Legible is an agent harness for analyzing government statutes and regulations. It helps policy analysts inside government agencies find what the rules actually say — surfacing ambiguities, applicant burdens, and the gaps that accumulate over decades of layered amendments.
An agent harness is the scaffolding that wraps around a large language model to give it structure, tools, and a purpose. A model on its own takes input and produces output. A harness is what lets it act — retrieving documents, following analytical rubrics, calling external tools, and working through a problem across multiple steps before producing a structured result. Legible provides that scaffolding specifically for regulatory analysis: it connects an LLM to a corpus of governing documents, equips it with search and parsing tools, and directs its reasoning through plain-text skill files that domain experts write and maintain. The result is a system that applies consistent analytical judgment across a large body of legal text — work that would take a team of policy analysts weeks to do by hand.
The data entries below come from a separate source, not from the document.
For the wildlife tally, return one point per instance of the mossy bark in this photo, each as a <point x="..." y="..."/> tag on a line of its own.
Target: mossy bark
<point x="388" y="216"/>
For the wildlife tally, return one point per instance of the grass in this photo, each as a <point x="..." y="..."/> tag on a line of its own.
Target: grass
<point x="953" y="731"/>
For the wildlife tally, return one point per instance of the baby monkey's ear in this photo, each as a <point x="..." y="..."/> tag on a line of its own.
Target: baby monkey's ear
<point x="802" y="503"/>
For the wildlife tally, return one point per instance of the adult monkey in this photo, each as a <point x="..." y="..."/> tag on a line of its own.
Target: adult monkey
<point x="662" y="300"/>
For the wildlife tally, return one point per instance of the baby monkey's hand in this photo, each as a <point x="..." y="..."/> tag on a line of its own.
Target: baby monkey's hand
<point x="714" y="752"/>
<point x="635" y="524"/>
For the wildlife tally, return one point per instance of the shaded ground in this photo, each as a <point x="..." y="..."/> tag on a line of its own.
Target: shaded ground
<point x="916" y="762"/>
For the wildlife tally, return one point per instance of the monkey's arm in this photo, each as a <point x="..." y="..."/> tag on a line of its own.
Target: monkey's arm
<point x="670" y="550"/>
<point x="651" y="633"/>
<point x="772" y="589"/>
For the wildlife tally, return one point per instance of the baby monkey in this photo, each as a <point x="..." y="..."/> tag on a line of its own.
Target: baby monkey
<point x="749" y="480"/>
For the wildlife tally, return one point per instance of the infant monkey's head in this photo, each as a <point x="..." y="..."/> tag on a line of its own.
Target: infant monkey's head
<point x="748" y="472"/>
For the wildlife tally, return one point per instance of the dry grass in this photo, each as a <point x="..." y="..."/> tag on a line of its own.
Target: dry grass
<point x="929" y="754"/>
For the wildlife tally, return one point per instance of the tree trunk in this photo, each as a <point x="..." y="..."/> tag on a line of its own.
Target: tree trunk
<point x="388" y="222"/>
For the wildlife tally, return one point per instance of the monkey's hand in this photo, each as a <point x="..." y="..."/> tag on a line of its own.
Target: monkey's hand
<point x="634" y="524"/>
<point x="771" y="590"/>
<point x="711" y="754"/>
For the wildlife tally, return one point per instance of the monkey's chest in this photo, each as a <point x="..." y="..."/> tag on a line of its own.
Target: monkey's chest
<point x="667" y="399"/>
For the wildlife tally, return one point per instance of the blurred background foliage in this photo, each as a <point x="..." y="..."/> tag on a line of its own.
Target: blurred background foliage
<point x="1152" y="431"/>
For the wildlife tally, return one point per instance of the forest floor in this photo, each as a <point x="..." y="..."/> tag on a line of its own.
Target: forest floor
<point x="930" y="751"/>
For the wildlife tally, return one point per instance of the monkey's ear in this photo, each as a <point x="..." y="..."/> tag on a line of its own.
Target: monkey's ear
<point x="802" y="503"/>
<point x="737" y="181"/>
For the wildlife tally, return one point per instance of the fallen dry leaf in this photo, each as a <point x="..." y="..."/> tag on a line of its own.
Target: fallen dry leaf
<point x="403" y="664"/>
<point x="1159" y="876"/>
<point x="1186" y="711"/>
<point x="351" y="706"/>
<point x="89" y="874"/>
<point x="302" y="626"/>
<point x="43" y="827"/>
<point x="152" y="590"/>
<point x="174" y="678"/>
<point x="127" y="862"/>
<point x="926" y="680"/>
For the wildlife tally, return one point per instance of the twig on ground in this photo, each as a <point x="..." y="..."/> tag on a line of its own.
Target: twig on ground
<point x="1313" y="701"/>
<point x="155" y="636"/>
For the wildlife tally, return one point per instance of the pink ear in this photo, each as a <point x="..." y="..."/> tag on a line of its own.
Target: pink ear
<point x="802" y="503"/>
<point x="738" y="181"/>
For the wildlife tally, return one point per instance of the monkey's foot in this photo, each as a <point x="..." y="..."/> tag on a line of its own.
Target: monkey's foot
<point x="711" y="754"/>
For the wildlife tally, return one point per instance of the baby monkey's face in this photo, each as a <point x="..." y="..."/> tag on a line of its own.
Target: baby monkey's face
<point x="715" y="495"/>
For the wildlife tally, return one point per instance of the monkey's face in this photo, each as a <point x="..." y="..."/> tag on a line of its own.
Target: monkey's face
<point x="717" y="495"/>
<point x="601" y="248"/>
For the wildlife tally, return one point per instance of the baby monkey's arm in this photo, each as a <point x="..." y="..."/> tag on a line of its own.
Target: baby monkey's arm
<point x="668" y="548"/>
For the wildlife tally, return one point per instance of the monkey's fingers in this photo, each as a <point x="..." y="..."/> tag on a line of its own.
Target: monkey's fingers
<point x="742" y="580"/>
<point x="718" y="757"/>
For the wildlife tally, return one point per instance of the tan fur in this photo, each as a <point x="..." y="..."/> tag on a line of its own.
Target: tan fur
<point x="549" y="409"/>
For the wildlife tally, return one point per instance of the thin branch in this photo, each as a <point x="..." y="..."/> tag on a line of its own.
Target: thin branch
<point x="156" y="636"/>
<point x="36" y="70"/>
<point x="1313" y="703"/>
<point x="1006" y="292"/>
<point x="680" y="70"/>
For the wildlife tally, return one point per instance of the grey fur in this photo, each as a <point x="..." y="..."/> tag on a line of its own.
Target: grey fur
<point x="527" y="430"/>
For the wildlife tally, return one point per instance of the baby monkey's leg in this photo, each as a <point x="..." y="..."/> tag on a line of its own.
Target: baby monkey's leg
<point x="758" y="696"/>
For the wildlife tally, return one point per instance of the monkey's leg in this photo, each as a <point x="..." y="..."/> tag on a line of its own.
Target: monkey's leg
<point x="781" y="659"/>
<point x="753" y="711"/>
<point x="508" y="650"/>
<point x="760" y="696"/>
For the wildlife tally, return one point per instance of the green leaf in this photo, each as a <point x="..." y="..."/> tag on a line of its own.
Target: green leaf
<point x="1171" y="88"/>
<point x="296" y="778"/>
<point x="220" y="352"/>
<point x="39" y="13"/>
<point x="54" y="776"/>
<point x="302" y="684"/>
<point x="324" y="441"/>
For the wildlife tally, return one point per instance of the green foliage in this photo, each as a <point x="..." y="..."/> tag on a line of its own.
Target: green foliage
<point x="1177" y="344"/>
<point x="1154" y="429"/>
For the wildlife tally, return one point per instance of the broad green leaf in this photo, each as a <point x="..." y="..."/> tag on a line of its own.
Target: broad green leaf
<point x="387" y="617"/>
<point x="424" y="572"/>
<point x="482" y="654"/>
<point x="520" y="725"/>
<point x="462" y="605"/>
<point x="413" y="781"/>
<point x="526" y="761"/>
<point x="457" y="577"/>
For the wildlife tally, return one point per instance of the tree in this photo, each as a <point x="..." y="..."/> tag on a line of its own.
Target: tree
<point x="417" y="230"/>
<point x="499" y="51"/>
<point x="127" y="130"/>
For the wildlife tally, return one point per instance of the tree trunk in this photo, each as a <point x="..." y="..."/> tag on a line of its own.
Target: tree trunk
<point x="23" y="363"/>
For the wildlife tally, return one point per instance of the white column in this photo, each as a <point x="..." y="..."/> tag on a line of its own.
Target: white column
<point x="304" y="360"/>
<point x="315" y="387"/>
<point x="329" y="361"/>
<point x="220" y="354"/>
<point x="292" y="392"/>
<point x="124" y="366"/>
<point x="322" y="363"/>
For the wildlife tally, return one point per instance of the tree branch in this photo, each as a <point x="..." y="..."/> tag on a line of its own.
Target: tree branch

Government benefit program rules are not written as coherent wholes. They grow through successive amendments — federal mandates layered onto state statutes, emergency provisions patched onto original language, guidance memos interpreting regulations that interpret laws. Over time, eligibility criteria become genuinely unclear. Caseworkers fill the gaps with judgment calls. Similarly situated applicants get different outcomes. The rules become, in a word, illegible.
Legible makes them readable again.
Legible is built around a simple idea: analytical expertise lives in plain-text skill files, not in code. Domain experts — policy analysts, benefits lawyers, program administrators — author rubric files that define exactly what to look for and how to classify findings. The agent applies those rubrics systematically across an entire corpus of governing documents.
Adding a new type of analysis means writing new skill files. No code changes required.
Two analytical scenarios are included out of the box:
Ambiguity detection — Identifies eligibility provisions that cannot produce a deterministic pass/fail outcome for all applicant situations. Flags undefined terms, unspecified thresholds, discretionary language, temporal gaps, and categorical holes. Produces a prioritized audit report for policy review.
Burden analysis — Maps requirements placed on applicants and beneficiaries. Classifies burden by type (physical, documentary, temporal, technological, cognitive, relational, recurring), assesses whether each requirement is legally mandated or agency discretion, and identifies which populations each burden disproportionately affects.
See SPEC.md for the full software specification including repository structure, database schema, orchestrator design, tool definitions, and skill file authoring guidance.
The prototype corpus is built from the New York State Open Legislation API — no PDF parsing, no manual ingestion. A free API key is required and can be obtained at legislation.nysenate.gov/public. Once you have a key, seed the corpus with the Social Services Law volume and you have a real working dataset immediately:
# Seed the corpus with NY Social Services Law
python -m corpus.ingestion.sync --source ny_senate --law-ids SOC
# Generate embeddings for semantic search
python -m corpus.ingestion.build_embeddings
# Run an analysis
python main.py \
--scenario ambiguity_detection \
--program SNAP \
--jurisdiction NY \
--output-dir ./outputs/run_001Adding additional law volumes or data sources is handled through the source adapter layer — see corpus/ingestion/base.py and config.yaml.
Legible is a harness, not a fixed tool. The two included scenarios are reference implementations. If you need a third type of analysis — contradiction detection, plain-language rewriting, cross-jurisdiction comparison — create a new folder under skills/scenarios/ and write the rubric. The infrastructure handles the rest.
Making the rules legible — for the people who administer them, and the people who depend on them.